Résumé de la communication

La grandissante controverse autour de la discontinuation de transition -plus connu sous le terme « détransition » - ravive les débats sur les meilleures pratiques d’interventions auprès des jeunes Trans et Non-binaires (TNB). Si les professionnel·les travaillant avec ce public sont particulièrement la cible des médias qui les accusent d’être responsable du « mauvais diagnostic » de ces jeunes, leurs perceptions et savoirs cliniques sur le sujet demeurent inconnus. Du 1er septembre 2020 au 31 janvier 2021, les professionnel·les travaillant avec les jeunes TNB, de tout pays et discipline confondus, ont été invité à répondre à un questionnaire en ligne sur la plateforme Limesurvey. Parmi les 147 professionnel·les ayant initialement participé à l’étude, 61 ont répondu à 60% du sondage incluant les questions sur la discontinuation. La présentation portera sur les résultats d’une analyse thématique (Braun et Clarke, 2019) effectuée sur les questions ouvertes concernant leurs perceptions et expériences cliniques avec la discontinuation de transition. Les professionnel·les rapportent dans leur pratique des situations variées de discontinuation, certain·e·s déclarent ne jamais avoir rencontré ou suivi de jeune ayant discontinué leur transition. Leur compréhension du phénomène est diversifiée et semble globalement cohérente avec la recherche naissante sur le sujet. Le lien entre pratique professionnelle et discontinuation de transition est quasiment absent dans leur discours.

Résumé du colloque

Depuis une dizaine d’années, les jeunes trans et non binaires (TNB) sont de plus en plus visibles au Québec, autant dans les médias, les politiques d’organismes qui les desservent que dans la société civile. En 2016, le Code civil et la Charte des droits et libertés de la personne ont été modifiés, notamment pour permettre aux mineurs trans d’obtenir un changement de la mention de sexe sur l’acte de naissance et protéger explicitement l’identité de genre contre les discriminations. En 2017, c’était au tour du gouvernement fédéral de légiférer en ajoutant des dispositions et aussi dans le Code criminel et dans la Charte canadienne des droits et libertés afin de mieux protéger l’identité et l’expression de genre. Depuis juin 2022, il est maintenant possible de demander la mention X sur les documents officiels. Ainsi, les jeunes trans sont non seulement plus visibles, mais aussi mieux protégé·e·s légalement. Cela dit, les situations d’exclusion, de violence et de non-reconnaissance perdurent, et les jeunes TNB continuent à vivre des situations d’adversité qui compromettent leur bien-être et leur inclusion.

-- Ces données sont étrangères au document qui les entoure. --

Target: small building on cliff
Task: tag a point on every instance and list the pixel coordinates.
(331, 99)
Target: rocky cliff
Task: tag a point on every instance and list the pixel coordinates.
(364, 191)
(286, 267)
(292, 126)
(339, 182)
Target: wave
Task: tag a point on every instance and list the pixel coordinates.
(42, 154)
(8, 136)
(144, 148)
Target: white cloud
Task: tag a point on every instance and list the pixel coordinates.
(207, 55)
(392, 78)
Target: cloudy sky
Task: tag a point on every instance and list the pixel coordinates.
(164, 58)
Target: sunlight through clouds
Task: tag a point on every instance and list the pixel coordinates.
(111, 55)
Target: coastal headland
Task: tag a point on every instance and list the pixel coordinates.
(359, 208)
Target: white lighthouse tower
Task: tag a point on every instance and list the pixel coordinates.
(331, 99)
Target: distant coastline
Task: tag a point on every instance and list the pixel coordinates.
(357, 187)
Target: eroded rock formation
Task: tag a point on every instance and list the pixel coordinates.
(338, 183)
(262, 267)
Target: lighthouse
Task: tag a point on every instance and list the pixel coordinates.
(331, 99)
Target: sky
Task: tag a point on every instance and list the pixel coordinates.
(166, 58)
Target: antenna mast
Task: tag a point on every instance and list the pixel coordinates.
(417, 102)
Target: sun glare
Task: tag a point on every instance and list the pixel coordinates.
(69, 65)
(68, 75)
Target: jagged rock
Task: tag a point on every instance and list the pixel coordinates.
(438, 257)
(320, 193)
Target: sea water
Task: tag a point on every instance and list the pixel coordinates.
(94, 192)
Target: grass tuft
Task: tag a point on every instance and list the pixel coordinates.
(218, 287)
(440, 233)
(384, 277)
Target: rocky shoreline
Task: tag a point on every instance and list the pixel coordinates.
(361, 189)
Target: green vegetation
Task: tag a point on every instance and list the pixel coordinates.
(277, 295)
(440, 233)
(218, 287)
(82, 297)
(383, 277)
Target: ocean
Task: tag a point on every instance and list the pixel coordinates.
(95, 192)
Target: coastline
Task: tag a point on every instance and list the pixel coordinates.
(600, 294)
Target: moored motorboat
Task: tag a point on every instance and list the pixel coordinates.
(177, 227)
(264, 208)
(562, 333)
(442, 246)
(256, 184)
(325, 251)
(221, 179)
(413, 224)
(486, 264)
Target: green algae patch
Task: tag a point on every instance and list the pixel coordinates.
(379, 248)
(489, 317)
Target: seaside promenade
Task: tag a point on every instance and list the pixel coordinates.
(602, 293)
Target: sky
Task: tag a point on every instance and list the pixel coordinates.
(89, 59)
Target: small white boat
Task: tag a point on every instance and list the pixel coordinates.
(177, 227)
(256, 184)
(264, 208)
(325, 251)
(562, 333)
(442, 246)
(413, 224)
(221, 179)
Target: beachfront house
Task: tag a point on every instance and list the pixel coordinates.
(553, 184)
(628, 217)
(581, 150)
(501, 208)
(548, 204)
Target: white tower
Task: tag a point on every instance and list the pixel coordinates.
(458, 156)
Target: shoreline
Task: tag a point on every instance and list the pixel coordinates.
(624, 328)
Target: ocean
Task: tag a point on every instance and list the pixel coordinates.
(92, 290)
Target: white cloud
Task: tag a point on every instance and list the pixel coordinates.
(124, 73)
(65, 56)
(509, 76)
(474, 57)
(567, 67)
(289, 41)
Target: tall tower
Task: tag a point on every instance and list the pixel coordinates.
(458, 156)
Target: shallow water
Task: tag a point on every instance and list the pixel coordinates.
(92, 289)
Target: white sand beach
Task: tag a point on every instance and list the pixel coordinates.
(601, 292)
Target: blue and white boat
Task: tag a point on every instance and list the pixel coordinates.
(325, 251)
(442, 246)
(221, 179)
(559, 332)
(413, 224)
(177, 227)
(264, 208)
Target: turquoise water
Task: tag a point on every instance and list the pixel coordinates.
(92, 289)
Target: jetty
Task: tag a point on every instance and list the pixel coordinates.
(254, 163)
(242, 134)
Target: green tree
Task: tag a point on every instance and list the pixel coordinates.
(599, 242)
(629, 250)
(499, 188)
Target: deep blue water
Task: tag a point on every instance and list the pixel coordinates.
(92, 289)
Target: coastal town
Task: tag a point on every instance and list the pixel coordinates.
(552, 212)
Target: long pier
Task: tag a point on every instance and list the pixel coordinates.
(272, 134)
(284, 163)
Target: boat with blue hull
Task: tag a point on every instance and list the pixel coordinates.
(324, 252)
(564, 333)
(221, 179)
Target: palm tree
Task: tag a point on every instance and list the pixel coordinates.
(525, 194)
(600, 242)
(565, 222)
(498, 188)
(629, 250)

C’est d’autant plus vrai pour les jeunes TNB qui se retrouvent à l’intersection de différents groupes historiquement marginalisés, qu’il soit question de jeunes migrant·e·s, racisé·e·s, autochtones, neurodivergent·e·s, en situation de handicap, etc. En effet, les situations d’oppression ne feraient pas que s’additionner, mais s’accumuleraient de manière exponentielle.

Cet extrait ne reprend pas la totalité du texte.